Categorized: Music and Malt, Community

Rebecca writesMusic and Malt: Dovetail Brewery

Welcome to Music and Malt, a series that examines the intersections where music and beer meet in Chicago.

by Rebecca Suzan

I've discovered a lot about Chicago since relocating here from New York City 9 months ago, but locals' reaction to the nickname "Second City" has been the most telling. The epithet places their city squarely within the long shadow cast by the Big Apple, but Chicagoans don't bristle at the comparison - they lean into it.
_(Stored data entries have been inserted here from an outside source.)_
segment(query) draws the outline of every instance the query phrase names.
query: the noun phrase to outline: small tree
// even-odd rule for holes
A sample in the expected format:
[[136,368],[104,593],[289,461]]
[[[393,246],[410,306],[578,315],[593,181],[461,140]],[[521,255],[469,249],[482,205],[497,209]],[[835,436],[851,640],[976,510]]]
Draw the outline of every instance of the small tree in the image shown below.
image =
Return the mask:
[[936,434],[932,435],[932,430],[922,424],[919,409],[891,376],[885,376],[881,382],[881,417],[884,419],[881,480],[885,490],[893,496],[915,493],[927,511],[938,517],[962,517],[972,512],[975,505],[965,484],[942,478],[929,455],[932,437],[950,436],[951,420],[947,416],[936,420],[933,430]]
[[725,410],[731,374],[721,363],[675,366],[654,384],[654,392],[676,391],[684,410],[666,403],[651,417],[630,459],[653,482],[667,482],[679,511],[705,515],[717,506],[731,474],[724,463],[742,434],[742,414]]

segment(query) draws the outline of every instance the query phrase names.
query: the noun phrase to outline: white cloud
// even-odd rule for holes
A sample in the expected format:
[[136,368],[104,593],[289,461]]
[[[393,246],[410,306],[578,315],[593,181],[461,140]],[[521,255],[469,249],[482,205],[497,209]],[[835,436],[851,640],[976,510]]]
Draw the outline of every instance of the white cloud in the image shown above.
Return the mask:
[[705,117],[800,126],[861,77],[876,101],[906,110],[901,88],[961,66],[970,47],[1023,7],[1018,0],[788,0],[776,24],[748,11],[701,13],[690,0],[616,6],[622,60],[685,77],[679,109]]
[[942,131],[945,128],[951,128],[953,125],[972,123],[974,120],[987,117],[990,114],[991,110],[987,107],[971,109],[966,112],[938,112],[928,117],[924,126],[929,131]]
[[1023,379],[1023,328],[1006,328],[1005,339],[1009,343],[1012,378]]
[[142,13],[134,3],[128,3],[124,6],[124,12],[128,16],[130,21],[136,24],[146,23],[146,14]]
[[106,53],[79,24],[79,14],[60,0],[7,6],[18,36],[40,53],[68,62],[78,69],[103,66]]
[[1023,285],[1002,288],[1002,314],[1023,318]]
I spoke with native Illinoisan JP Pfäfflin, social media manager for Dovetail Brewery and former publicist for Bloodshot Records, and learned that the craft beer and music scenes in Chicago epitomize the "bigger isn't always better" ethos.

RS: Is there a natural connection between music and beer?

JPP: The connection between music and beer is a David and Goliath story. Walking into Best Buy and seeing an endcap of Justin Timberlake CDs is the same as walking into a convenience store and seeing an endcap of Busch Lite. You've got the major music labels [Universal Music Group, Sony Music Entertainment, Warner Music Group] and the major brewing companies [AB InBev, Molson Coors, Heineken International] and they've got the money to get those placements for their products. There are 5,000 independent brewers in the US - higher than before Prohibition - so there's even more limited cooler and tap space for those brands. It was the same with the artists at Bloodshot [Records]. The label is well-respected and well-recognized, but it was difficult going up against the major labels and getting radio play.